National disease service

Antibacteria-resistant superbugs are turning hospitals into killers

In the 18 months from January 2003 to June 2004, some 100 people died from the clostridium difficile superbug at Sherbrooke Hospital in Quebec. In the UK almost 10 per cent of patients pick up a hospital infection, including MRSA, and at least 5,000 people die as a result each year. Between 8,000 and 12,000 Canadian patients die because of hospital-acquired blood infections, infected surgical wounds and antibiotic-resistant organisms every year. And 103,000 Americans died from hospital-acquired infections in 2000. What makes the hospital environment such a major killer?

Some medical errors will always occur, but last September the American Journal of Infection Control (AJIC) reported the findings of a Canadian survey that claimed that half of all hospital-acquired infections are preventable. The problem is, hospital infection-control procedures are inadequate. The survey quoted in the AJIC found that less than 25 per cent of Canadian hospitals had adequate measures in place to properly prevent the spread of infection, and that nearly half of all hospitals in Canada fell short of the minimum recommendations for the number of infection-control staff.

Similarly, the UK’s National Patient Safety Agency found that there was a 60 per cent shortfall in the number of hand-hygiene procedures performed in British hospitals. And an American study concluded that up to 75 per cent of deadly infections caught at hospitals in the US could be avoided by doctors and nurses using better washing techniques.

Nevertheless, it is wrong to simply blame frontline medical staff for these infections. Data shows that successful behavioural change is contingent upon vigilant supervisors putting in place adequate preventive measures and demanding proper cleaning practices. Moreover, sympathetic management, a culture of respect, proper staffing levels, ongoing education programmes and proper shift-scheduling have all been shown to improve the health and safety of hospitals for both patients and workers. The biggest barrier to improvement, however, is our economic system, which focuses on cures and technology because that’s where the biggest, quickest profits can be found.

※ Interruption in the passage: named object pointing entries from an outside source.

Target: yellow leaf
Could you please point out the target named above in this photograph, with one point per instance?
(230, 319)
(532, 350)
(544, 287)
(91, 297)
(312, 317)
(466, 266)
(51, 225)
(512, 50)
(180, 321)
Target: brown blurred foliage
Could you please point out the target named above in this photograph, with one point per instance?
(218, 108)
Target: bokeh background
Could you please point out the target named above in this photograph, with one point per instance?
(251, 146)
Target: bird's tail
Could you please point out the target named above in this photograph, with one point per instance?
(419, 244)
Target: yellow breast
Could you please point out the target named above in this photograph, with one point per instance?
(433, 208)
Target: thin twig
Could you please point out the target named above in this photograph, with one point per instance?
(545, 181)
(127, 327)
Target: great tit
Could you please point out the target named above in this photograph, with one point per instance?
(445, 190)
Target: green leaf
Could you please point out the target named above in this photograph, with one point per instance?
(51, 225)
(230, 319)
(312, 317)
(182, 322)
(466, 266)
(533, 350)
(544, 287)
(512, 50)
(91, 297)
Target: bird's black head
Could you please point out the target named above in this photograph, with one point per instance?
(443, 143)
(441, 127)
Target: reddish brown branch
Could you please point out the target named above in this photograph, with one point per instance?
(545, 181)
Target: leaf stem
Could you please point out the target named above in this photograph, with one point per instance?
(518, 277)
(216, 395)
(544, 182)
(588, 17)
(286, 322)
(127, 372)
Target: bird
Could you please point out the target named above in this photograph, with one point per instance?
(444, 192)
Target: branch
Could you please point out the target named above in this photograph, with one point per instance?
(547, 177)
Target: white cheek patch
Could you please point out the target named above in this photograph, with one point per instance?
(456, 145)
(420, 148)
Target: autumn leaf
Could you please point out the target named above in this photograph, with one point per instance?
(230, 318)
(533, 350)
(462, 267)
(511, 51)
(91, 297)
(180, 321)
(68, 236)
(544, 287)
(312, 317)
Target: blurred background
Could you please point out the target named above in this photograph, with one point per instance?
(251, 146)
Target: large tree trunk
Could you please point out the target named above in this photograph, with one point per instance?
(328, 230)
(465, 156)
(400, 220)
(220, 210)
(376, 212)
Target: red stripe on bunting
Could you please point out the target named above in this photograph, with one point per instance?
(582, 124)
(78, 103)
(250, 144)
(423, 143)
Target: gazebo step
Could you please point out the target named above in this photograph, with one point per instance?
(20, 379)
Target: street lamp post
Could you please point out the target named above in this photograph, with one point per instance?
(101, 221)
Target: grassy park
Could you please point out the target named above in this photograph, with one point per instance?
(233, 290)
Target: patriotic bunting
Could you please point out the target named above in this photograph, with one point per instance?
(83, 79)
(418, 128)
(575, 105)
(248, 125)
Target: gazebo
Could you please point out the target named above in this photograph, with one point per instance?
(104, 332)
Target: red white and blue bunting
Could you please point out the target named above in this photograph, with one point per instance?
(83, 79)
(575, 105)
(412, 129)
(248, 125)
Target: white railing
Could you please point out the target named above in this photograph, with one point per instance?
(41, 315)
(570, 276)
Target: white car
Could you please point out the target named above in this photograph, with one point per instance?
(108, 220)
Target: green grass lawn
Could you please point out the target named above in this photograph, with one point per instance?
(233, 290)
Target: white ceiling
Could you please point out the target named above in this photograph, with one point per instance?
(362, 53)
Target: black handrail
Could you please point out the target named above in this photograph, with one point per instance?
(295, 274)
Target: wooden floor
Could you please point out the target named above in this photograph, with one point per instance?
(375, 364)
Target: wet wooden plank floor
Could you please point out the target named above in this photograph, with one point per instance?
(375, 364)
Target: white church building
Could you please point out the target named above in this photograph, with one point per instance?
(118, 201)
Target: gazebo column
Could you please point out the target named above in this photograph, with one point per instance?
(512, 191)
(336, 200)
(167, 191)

Billions of dollars are spent annually on the development of new drugs and medical technologies, but little is spent on basic hospital infection control – even though the latter would save a greater number of lives. Now the data is starting to come in about what happens when ‘business-minded’ governments focus on profit-making opportunities and short-term efficiency in medicine. Last year’s Sars outbreak in Canada and Asia is just one illustration of how money would be much better spent on public-health promotion.

One of the factors that Taiwan’s Centre for Disease Control singled out as contributing to the devastating outbreak of Sars in that country was the contracting-out of hospital laundry, cleaning and nursing-aide services. You would hope that the Taiwanese experience might prove salutary for Britain, where the dirtiest hospitals in the NHS all have contract cleaners.

Another cause of infection-control problems is an over-reliance on the profit motive outside the hospital door. Recent American data, reported in the magazine the New Scientist, shows that more than 70 per cent of hospital-acquired infections are resistant to at least one common antibiotic. This increase in deadly multi-resistant viruses is, in large part, attributable to our overuse of antibiotics in wider society. Doctors, faced with patients demanding quick cures, and encouraged by a pharmaceuticals industry that spends billions on advertising, over-prescribe antibiotics, which are losing their efficacy and encouraging the growth of multi-resistant organisms as a result.

Furthermore, half of all antibiotics sold each year are used on animals. Antibiotic use in agriculture has increased 15-fold over the past 30 years in the UK. Industrial farmers give their animals constant low doses of these drugs to treat infection and to encourage growth. The administration of low doses is especially problematic, because instead of killing bacteria off, such doses provide a feeding ground in which organisms can mutate. Governments in Sweden and Denmark have already banned antibiotic growth-promoters, while an EU-wide ban is supposed to become total in 2006. British poultry farmers, however, continue to use antibiotic growth-promoters. And North American governments, kowtowing to the livestock-farming industry, have done little or nothing.

Hospitals can be much safer and healthier places, thousands of lives could be saved, if only real health outcomes were given priority over profit-making opportunities.